Figure 79: Image of the partial eclipse as seen from the unique vantage of the Expedition 52 crew (image credit: NASA)
Figure 80: ESA astronaut Paolo Nespoli took this picture from the ISS during the total solar eclipse of the Sun over the US on 21 August 2017 - showing the Moon's shadow on Earth (image credit: ESA/NASA) 75)
• August 21,2017: Looking down on the narrow seas between Europe and England, an astronaut took this photograph of the small town of Zeebrugge, one of Europe's most important modern ports (Figure 81). This Belgian town has just 4,000 inhabitants, but it takes 11,000 people to operate the port, so workers stream in from neighboring coastal towns such as Knokke-Heist, Heist-aan-Zee, and Blankenberge. 76)
- Zeebrugge is a town of superlatives. It is the world's largest port for the import and export of new vehicles, with more than 1.6 million handled in 2010. Zeebrugge is also the site of Europe's largest LNG (Liquid Natural Gas) terminal, receiving the gas via an undersea pipeline from the North Sea.
- The port at Zeebrugge accommodates "ultra-large" container ships, so it is one of the most important European hubs for containerized cargo. The most important function of the port is intense "RoRo traffic" (roll-on roll-off) between cities on the Continent, Great Britain, Scandinavia, and Southern Europe. The port handles more than 2.5 million standard containers,TEUs (Twenty-foot Equivalent Units) and 50 million tons of cargo each year.
- Being close to the United Kingdom, the coastal town also functions as a passenger ferry terminal. It attracts tourists to its cruise ships as well as its beaches, which are well developed north of the harbor in Albertstrand. Zeebrugge is also Belgium's most important fishing port, and its wholesale fish market is one of the largest in Europe.

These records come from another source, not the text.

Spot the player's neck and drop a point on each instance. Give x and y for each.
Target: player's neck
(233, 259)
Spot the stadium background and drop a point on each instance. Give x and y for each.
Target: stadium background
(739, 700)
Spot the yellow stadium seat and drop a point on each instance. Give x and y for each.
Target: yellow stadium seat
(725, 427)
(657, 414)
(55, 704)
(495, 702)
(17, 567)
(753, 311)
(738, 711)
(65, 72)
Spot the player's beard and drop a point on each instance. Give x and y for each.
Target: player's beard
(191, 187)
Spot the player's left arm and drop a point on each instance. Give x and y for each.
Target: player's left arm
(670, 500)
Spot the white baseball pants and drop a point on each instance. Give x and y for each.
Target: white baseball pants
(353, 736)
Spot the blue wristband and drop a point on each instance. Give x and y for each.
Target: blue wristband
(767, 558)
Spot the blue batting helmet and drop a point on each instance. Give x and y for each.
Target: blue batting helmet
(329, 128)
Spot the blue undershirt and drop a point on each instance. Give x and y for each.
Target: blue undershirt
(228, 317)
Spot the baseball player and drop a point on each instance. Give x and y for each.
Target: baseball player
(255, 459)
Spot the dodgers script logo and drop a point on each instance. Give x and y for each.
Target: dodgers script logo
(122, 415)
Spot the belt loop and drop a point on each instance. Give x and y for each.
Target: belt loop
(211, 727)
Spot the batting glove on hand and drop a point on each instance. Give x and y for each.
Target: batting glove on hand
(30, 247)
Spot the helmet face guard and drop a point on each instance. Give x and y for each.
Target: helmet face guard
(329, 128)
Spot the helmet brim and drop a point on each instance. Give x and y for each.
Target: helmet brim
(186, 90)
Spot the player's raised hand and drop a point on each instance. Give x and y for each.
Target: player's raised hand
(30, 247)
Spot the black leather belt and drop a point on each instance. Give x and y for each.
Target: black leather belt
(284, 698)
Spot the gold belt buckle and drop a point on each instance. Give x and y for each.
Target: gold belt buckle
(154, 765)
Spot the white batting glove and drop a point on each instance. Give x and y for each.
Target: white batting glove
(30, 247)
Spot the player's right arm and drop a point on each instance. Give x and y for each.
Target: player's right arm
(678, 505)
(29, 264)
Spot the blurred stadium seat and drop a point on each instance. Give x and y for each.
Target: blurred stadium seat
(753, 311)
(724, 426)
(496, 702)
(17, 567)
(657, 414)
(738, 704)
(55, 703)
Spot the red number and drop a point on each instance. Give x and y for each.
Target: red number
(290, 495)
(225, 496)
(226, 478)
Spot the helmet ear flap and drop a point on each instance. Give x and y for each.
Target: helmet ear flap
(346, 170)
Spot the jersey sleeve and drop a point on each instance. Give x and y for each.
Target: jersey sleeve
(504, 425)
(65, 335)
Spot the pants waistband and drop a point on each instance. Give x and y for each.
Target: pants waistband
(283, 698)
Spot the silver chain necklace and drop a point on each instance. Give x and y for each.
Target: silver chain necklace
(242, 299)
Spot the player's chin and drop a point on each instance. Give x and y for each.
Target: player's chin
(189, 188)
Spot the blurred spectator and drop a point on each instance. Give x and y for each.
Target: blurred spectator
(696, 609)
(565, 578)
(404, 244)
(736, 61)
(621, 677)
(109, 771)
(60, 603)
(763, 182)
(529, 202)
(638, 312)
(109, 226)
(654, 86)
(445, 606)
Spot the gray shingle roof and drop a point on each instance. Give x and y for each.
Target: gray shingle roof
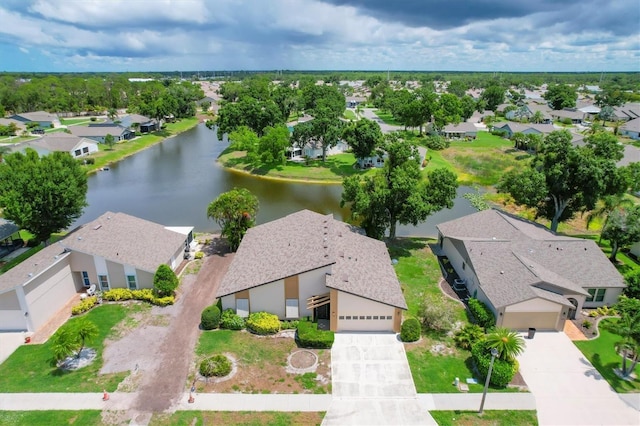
(515, 260)
(305, 241)
(126, 239)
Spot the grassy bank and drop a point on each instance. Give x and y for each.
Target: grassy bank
(106, 155)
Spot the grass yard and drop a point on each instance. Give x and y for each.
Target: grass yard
(262, 363)
(601, 353)
(124, 149)
(332, 171)
(62, 417)
(488, 418)
(31, 369)
(265, 418)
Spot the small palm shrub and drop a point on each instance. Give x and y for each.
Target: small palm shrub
(210, 318)
(231, 321)
(216, 365)
(263, 323)
(468, 336)
(410, 330)
(503, 371)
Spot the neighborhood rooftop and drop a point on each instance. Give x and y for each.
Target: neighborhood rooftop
(305, 241)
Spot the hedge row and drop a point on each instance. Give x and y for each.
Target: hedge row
(309, 336)
(146, 294)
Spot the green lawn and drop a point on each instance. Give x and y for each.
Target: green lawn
(332, 171)
(262, 418)
(121, 150)
(31, 369)
(601, 353)
(488, 418)
(42, 418)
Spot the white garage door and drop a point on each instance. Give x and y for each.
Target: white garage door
(48, 295)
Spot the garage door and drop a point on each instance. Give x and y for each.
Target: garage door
(525, 320)
(365, 323)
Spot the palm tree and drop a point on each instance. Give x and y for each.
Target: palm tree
(508, 343)
(608, 204)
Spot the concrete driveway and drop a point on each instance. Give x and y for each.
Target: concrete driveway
(567, 388)
(372, 383)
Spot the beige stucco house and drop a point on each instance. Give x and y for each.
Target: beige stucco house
(528, 276)
(311, 265)
(114, 251)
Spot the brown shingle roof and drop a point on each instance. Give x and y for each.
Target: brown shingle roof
(515, 260)
(305, 241)
(126, 239)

- Hundreds of years ago, an arm of the sea extended well inland as far as the village of Damme, which acted as a port for centuries. When this inlet silted up, Zeebrugge became the port for the famous historical inland city of Bruges (just outside the lower right of the photo) with which it is still connected by a straight canal. Zeebrugge means Bruges by the sea.

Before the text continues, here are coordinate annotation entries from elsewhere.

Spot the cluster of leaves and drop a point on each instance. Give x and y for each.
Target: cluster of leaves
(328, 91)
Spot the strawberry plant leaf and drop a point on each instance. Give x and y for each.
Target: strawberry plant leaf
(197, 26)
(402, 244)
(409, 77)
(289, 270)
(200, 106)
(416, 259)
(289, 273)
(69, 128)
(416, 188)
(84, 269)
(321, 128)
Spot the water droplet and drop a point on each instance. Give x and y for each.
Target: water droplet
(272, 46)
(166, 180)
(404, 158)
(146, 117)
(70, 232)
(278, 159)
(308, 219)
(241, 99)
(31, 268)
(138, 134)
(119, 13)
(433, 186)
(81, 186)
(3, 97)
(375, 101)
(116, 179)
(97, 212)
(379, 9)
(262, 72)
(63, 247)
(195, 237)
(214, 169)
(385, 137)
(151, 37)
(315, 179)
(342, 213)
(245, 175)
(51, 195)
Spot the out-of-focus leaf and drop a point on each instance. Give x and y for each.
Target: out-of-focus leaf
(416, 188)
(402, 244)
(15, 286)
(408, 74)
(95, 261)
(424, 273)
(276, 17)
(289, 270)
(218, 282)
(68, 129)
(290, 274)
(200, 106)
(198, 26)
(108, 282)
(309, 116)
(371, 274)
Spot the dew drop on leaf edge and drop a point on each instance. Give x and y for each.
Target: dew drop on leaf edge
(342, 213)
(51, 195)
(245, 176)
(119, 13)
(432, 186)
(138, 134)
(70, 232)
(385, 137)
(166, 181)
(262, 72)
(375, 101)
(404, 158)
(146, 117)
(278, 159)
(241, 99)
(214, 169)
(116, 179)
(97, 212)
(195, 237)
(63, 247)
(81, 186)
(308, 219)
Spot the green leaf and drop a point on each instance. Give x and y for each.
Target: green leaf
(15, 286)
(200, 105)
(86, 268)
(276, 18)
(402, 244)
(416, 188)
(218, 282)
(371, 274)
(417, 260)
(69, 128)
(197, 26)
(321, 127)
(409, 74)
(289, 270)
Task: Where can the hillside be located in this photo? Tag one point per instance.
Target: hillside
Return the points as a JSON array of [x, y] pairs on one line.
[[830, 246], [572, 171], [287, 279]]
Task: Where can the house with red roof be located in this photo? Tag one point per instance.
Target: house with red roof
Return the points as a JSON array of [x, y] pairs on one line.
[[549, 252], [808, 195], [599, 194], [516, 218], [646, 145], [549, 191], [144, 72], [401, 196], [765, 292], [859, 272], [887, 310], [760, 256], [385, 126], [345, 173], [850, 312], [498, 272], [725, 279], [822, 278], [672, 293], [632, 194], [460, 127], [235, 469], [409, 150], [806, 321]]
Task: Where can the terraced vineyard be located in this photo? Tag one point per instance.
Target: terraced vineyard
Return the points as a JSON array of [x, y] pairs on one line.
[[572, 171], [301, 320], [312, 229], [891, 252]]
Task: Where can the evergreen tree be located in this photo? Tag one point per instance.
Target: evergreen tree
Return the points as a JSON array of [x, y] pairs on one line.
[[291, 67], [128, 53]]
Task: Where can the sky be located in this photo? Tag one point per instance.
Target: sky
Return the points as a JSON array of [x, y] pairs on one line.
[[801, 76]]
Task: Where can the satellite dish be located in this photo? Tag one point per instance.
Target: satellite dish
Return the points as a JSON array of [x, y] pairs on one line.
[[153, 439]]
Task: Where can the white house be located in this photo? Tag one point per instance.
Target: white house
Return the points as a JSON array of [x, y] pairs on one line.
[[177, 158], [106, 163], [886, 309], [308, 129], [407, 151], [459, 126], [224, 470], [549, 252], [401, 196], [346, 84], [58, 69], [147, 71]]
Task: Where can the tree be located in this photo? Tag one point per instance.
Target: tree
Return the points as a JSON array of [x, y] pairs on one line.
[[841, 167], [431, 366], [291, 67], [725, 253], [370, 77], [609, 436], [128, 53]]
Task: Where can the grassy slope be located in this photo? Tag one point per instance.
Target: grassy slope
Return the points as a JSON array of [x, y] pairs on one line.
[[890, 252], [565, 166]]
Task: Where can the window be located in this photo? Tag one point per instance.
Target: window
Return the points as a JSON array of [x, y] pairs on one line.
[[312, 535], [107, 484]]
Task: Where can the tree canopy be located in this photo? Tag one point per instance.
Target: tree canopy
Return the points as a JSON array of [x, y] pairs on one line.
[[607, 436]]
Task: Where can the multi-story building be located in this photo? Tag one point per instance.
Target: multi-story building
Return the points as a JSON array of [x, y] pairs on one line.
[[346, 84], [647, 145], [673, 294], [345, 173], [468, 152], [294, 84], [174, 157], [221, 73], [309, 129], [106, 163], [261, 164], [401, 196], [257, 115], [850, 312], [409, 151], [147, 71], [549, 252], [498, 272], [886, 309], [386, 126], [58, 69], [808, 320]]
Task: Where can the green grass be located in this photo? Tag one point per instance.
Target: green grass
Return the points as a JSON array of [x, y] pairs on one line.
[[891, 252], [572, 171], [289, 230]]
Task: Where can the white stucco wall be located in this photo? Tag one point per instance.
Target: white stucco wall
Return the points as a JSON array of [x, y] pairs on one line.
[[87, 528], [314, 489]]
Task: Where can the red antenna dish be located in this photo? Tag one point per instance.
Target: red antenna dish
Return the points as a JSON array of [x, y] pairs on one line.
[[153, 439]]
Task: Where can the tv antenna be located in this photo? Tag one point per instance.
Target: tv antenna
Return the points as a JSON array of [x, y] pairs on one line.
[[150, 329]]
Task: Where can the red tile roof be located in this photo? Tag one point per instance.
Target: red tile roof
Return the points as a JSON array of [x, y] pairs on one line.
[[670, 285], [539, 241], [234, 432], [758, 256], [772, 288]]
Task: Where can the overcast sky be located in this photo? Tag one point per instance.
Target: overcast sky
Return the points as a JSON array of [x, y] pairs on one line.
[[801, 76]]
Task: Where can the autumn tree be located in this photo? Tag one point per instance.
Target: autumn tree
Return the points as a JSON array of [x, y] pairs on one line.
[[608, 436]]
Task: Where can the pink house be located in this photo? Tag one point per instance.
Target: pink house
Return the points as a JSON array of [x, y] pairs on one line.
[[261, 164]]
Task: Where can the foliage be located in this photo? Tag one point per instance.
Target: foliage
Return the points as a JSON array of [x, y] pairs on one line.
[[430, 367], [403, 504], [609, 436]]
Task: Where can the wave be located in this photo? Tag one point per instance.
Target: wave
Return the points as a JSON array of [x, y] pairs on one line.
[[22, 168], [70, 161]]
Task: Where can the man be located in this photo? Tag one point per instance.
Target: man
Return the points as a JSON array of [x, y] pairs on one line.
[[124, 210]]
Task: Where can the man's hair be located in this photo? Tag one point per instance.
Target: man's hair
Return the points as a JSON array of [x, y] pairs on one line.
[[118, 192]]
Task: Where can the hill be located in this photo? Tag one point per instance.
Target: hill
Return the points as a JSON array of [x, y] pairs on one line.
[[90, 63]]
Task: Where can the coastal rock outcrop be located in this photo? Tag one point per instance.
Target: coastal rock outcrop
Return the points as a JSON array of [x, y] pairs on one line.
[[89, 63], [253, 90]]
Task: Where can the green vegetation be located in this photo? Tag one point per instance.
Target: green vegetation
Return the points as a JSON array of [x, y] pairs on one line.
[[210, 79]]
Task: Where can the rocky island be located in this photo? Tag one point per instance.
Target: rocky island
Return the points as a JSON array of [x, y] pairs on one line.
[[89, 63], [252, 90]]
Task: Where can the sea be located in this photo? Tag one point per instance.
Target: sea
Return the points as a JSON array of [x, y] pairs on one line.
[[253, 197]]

Figure 81: This astronaut photograph ISS051-E-13055 was acquired on April 13, 2017, with a Nikon D4 digital camera using an 1150 mm lens, and is provided by the ISS Crew Earth Observations Facility and the Earth Science and Remote Sensing Unit, Johnson Space Center. The image was taken by a member of the Expedition 51 crew (image credit: NASA Earth Observatory, caption by Justin Wilkinson)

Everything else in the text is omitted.